Miró el reloj de la pared. Ya eran las ocho y cuarto. El helado tenía que estar en el congelador a las nueve y si el muchacho que había tras el mostrador no espabilaba, iba a tener que marcharse sin su cucurucho. Sólo esperaba que, justo esa noche, su hermana no volviera a casa temprano y decidiera tomarse un helado. Lo más probable era que no, pero con la suerte que estaba teniendo últimamente, no podía estar segura. Cuando vio que el chico comenzaba a tocar la campanilla del mostrador, pensó que tenía que dar media vuelta y marcharse de inmediato. Estaba llamando a alguien de la trastienda para que saliera a ayudarlo, porque la mujer que Brenda tenía delante acababa de encargar helados para todo el equipo de fútbol femenino de sexto, que acababa de ganar un partido y esperaba en una furgoneta aparcada en la calle. Cómo no. Precisamente cuando más prisa tenía. Y, encima, cuando por fin le tocó a ella, la máquina se había averiado y tuvo que esperar otros diez minutos.

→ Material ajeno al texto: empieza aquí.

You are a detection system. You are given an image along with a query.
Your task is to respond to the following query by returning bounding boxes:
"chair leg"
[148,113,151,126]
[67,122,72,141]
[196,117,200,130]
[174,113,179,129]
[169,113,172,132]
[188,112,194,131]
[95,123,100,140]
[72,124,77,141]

Cuando más tarde entró en el garaje, vio que el coche de Robbie ya estaba allí. A Dios gracias, había previsto la eventualidad y llevaba la bolsa con la leche, los cereales y los plátanos, para poder justificar su visita a la tienda. Se guardó el helado en el bolso. Lo metería en el congelador más tarde, cuando su hermana se hubiera ido a la cama. Cuando entró en la cocina con la bolsa, Robbie, que aún llevaba la bata del hospital, puso cara de sorpresa.
—¿Dónde estabas?
—Oh, nos hacían falta algunas cosas, así que he hecho una escapada y las he comprado. Plátanos, leche y Cheerios —añadió mientras volvía a dejarlo todo de donde lo había cogido aquella misma tarde.
Robbie pareció desconcertada al oírlo.
—Qué curioso, juraría haber visto un racimo de plátanos esta mañana. ¿Ya no quedan?
Brenda no quería que la pillara en una mentira y recordó una cosa que Hazel dijo una vez: «Si no quieres responder a una pregunta, cambia de tema con entusiasmo». Así que lo que hizo fue volverse hacia su hermana y decirle muy animada:
—¿Sabes qué? ¡Los derviches giróvagos vienen a Birmingham!
—¿Los qué? —preguntó Robbie.
Brenda cogió el periódico y le mostró el artículo, lo que hizo que, para su gran alivio, su hermana se olvidara de los plátanos. Que Dios bendijera a Hazel. Cinco años hacía ya que se había ido y aún era capaz de salvarla.